Duck hunting is a good change of pace and scenery from the goose field. I'll be after the big birds again though this weekend.








Banded in LA 8/25/05


----------



## mallardrocker (Nov 29, 2006)

look at the spread these guys have....

are u a 52780353048 bazillionaire :beer:


----------



## Leo Porcello (Jul 10, 2003)

There is only 3 doz goose floaters there?
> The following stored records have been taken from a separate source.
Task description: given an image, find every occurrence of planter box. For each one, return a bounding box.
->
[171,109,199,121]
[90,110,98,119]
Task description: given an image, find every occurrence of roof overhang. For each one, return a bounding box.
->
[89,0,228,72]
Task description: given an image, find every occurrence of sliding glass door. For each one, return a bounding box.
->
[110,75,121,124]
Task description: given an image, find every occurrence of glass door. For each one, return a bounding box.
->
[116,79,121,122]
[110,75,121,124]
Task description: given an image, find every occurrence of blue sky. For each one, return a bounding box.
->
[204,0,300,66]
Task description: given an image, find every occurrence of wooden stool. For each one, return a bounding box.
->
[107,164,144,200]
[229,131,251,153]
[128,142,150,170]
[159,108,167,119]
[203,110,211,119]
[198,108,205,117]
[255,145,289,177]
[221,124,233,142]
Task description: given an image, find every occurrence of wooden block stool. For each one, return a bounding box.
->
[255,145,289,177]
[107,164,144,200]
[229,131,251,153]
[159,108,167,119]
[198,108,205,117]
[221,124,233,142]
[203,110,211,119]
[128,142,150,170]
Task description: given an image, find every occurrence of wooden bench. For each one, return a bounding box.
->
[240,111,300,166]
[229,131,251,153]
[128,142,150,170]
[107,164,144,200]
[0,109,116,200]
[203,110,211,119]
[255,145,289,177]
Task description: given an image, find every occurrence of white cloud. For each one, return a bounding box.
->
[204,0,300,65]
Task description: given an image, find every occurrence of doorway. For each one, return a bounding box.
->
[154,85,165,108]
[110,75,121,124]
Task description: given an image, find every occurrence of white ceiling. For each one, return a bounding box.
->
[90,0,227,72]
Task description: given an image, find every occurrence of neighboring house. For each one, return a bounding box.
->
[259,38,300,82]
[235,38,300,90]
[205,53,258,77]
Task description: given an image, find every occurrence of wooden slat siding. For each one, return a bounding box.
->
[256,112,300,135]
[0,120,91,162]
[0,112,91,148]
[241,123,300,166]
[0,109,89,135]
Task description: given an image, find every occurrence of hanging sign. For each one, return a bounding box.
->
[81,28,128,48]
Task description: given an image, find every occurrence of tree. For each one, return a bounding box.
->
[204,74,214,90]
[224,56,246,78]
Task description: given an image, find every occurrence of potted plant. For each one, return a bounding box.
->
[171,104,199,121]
Good to see the older gentleman out there. Nice banded woodie as well!!


----------



## Patron24 (Dec 24, 2006)

Nice.Were you with all family, how many generations?


----------



## dfisher (Oct 12, 2007)

Nice spread and nice wood ducks. Looks like a lot of teal fun too. :beer: 
I'll drink to that.
Thanks for sharing,
Dan


----------



## sawed_off_stump89 (Oct 14, 2007)

very nice pics! glad to someone having success


----------



## bud69652 (Feb 6, 2006)

gotta like shooting ducks in the goose spread.


----------



## hunt4P&amp;Y (Sep 23, 2004)

Thats alot of pumpkins in the second pic. Holy! Ohh and nice ducks!

:lol:


----------



## chester_mallard_molester (Mar 23, 2006)
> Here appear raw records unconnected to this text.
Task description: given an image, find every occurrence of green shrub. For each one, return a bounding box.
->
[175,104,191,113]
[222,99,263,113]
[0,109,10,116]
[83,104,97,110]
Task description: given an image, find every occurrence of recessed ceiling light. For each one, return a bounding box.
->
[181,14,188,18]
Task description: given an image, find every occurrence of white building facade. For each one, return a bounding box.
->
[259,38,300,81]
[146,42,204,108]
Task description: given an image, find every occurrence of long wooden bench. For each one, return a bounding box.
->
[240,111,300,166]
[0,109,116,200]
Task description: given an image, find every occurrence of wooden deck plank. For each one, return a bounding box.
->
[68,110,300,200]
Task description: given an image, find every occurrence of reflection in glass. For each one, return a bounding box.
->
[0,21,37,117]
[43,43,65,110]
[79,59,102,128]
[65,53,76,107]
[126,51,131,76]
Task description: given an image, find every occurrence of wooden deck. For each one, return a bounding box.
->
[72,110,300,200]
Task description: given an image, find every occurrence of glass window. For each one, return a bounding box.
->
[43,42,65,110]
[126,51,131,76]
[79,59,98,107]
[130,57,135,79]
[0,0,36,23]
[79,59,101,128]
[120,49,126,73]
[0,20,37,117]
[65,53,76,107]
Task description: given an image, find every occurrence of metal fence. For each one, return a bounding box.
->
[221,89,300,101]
good shootin boys..keep up the good work


----------



## Bloodyblinddoors (Oct 25, 2006)

Patron24 said:


> Nice.Were you with all family, how many generations?


Nope. The younger dude is a helper friend and the other two are clients.....Father and son though. They hunted with us again this weekend for his 83rd birthday.


----------